Miners have ratified a contract with the Pittston Coal Group after striking for nearly 11 months. Labor leaders credited the miners with helping to rejuvenate the trade union movement. Striking and laid-off United Mine Workers (UMW) from Virginia, West Virginia and Kentucky voted 1,247 to 734 Monday to accept a contract nearly identical to a national UMW agreement that Pittston broke away from in May 1987. (See provisions, right)
"This is a victory for all workers," UMW Vice President Cecil Roberts told about 50 striking miners in announcing the results Tuesday at a union office here.
The settlement ends a strike punctuated by violence, sit-down strikes and other tactics that resulted in millions of dollars in fines against the union.
It could be a week to 10 days before the 1,700 active miners return to work, because mines must be re-inspected and workers must go through training courses, officials said.
UMW members across the country had viewed Pittston as a maverick company attempting to break the union, a claim the company vigorously denied. The union also felt other companies would copy Pittston's tactics if it won concessions.
Pittston President Michael Odom said, "We've got a worthy contract for employees, the union and the company."
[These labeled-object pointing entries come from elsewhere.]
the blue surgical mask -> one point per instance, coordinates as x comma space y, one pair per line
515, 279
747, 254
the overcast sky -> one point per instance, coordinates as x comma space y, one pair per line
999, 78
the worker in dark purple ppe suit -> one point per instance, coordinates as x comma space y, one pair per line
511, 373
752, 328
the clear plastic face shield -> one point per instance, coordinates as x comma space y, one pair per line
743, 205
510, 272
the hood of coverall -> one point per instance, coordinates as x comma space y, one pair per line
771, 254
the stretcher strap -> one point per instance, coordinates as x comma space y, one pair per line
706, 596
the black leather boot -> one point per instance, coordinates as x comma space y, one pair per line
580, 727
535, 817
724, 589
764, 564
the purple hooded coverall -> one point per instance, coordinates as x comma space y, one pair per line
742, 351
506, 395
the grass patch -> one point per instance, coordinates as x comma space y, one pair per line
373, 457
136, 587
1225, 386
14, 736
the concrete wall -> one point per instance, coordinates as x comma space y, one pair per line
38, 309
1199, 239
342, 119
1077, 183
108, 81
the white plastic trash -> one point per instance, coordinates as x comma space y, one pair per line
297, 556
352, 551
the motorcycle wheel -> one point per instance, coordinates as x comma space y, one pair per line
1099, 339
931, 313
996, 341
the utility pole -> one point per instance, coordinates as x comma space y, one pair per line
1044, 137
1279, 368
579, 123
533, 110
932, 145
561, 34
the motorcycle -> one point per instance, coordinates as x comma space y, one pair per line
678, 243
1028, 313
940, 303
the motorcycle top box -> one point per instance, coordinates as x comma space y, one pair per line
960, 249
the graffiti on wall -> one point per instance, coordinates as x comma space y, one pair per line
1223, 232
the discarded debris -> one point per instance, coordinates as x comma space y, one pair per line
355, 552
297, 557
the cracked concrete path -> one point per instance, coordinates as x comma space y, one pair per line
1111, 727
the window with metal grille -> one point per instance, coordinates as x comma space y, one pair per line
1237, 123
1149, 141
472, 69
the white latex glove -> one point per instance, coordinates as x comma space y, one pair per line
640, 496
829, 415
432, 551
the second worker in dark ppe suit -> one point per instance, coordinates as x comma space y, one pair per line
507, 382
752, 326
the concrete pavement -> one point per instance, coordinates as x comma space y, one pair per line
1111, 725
Here are key provisions of the contract approved by mine workers who have been on strike against the Pittston Coal Group:
Term: 4 years.
Wages: top scale of $17.52 an hour in selected positions, a raise of $1.20 an hour.
Health benefits: 100 percent medical coverage for employees, pensioners and their families.
Job security: Pittston can hire contract workers for transportation and equipment repair and maintenance if no union miners are laid off.
Working hours: flexible schedules, including four-day weeks of 10 hours each.